Не было более действенного способа «заземлить» джинна, превратить его из философствующего убийцы в убийцу заурядного, нежели внести ясность в этот вопрос вопросов.
Поначалу Мехмед не придал значения «птичьему казусу», но потом с какой-то пугающей ясностью даже не припомнил, а как бы задним числом осознал, что упавшая из разверзшейся птичьей клоаки ему на переносицу шершавая капля странным образом навела его на мысли о платеже, который должен был именно в этот день поступить из Индии на его номерной счет в одном оффшорном банке. Тогда, помнится, случайно пролетевшая, как та самая птица, но без прицельного пометометания, мысль показалась ему несвоевременной и необязательной, однако по прошествии времени он понял, что это не так.
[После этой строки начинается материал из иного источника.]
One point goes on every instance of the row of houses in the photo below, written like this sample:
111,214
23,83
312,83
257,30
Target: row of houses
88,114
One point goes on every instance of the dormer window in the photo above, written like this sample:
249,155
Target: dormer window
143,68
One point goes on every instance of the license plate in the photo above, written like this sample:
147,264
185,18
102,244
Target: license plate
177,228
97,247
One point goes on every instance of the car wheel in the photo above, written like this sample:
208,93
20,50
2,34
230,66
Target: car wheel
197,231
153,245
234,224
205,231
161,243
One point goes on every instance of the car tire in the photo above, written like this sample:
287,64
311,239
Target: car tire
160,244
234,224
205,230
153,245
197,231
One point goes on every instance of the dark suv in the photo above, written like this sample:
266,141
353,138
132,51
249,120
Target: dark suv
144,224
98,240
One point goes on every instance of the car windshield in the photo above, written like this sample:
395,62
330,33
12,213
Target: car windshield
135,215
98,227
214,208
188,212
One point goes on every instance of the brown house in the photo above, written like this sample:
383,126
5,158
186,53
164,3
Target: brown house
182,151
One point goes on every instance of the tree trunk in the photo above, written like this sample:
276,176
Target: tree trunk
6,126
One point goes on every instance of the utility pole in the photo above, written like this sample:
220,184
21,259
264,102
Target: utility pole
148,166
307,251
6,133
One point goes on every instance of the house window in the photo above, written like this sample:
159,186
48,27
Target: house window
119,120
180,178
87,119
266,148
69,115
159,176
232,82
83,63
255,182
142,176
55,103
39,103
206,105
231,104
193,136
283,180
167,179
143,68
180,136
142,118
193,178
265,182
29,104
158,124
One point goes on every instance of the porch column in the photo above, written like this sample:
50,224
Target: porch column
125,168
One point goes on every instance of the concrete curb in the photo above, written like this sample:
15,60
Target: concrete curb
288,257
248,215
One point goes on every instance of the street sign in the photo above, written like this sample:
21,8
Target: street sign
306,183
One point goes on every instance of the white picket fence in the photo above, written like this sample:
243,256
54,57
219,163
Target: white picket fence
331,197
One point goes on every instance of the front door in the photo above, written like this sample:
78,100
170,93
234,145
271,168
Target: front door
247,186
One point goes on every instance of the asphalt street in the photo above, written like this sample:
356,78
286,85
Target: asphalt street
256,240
Мехмед не хотел себе в этом признаваться, но в сравнении с ожидаемым — не больно-то, кстати, и крупным — платежом возможность познать другой мир предстала (в подсознании, не иначе, потому что в ответственнейший момент познания мироздания Мехмед об этом совершенно точно не думал) неконкурентоспособной. Мехмед знал, что есть деньги в его мире, и отказывался сменить его на другой до того, как узнает наверняка, что там вместо денег.
Если, конечно, когда-нибудь узнает.
«Отдай все, — вдруг услышал Мехмед голос, хотя и он, и Али Исфараилов в данный момент молчали, — и ты будешь жить вечно!»
Некоторое время Мехмед изумленно молчал, пока до него не дошло, что неизвестно кем произнесенная фраза была произнесена… по-армянски. «Почему Господь говорит со мной по-армянски? — удивился Мехмед. — Неужели я должен отдать все, что у меня есть… армянам?» В принципе Мехмед не возражал отдать даже и армянам, если бы доподлинно не знал, что его «все» (в особенности если он отдаст армянам) достанется не самым, скажем так, достойным и справедливым представителям этого, вне всяких сомнений, дружного и трудолюбивого народа.